質問主意書

第95回国会(臨時会)

質問主意書


質問第一五号

国際センターの設立に関する質問主意書

右の質問主意書を国会法第七十四条によつて提出する。

  昭和五十六年十一月二十七日

喜屋武 眞榮   


       参議院議長 徳永 正利 殿


   国際センターの設立に関する質問主意書

 沖繩の祖国復帰満十周年を半年後にひかえた現在、沖繩では関係各層が、この十年の総仕上げ、総括に全関心を集中している。中でも、沖繩県に設置が予定されている「国際センター」に対する県民の関心は一段と高まつているが、今一つその性格、機能、規模等が県民の前に明らかにされていない。
 もともと、この「国際交流センター」構想は沖繩サイドからは、「沖繩振興開発計画」でうたわれた、日本の最南端に位置し、亜熱帯、海洋性気候という沖繩県の地理的特性を最大限に活用し、またこれまでの歴史や文化、通商関係等の実績をふまえて、今後、農業、漁業、科学、医学、エネルギー、貿易問題等々、東南アジア諸国が共通に抱える課題を通じて相互交流を確立、促進することによつて沖繩を国際交流の拠点にすることを目的として構想されたものであつた。
 それゆえ、当初のビジョンでは、東南アジアセンター、国際研修センター、コンベンションホール、熱帯医療センター、移住行政の拡大推進等々の全部あるいは一部の組合わせによる壮大な構想が次々に打ち上げられて、その都度県民の関心を集めた。
 ところが今年の一月、鈴木首相がASEAN五カ国歴訪を機会に、この構想は現実性をおび、去る九月には「沖繩国際交流センター」の建設用地が沖繩県浦添市の「前田」に決定されるなど着々と具体化しつつある。しかし、この構想が現実化するにつれ、伝えられる規模や機能、性格等は段々と縮少化、矮小化されつつあるようにみえる。現在、同構想は、「国際センター」として、外務省・国際協力事業団(JICA)を運営主体に東南アジア諸国連合との技術協力を中心に研修・研究、連絡調整の機能を有する「人造りセンター」として計画されつつあると伝えられるが、前述のとおり、依然として、その内容は県民の前に明らかにされていない。
 そこで私は、以下の件に関し、政府の見解を承りたい。

一 政府が現在構想している「国際センター」の性格はどのようなものか。

二 「国際センター」を沖繩に設置する意義についてどのように考えているか。その際、予定される沖繩の第二次振興開発計画との関連性はどうか。

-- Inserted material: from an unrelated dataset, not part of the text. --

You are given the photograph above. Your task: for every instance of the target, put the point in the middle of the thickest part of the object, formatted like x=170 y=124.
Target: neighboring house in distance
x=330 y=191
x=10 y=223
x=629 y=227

三 「国際センター」は日本での運営主体は外務省・国際協力事業団があたると報じられているが、文部省・琉球大学、沖繩県あるいは地元の諸研究機関との関係はどのように考えているか。

四 「国際センター」は東南アジア諸国連合に設置される各国のセンターとの関係いかんでその規模、機能、意義等が異なつてくると思われるが、諸国の「センター」と沖繩の「国際センター」との関係はどのように位置づけられるか。

  右質問する。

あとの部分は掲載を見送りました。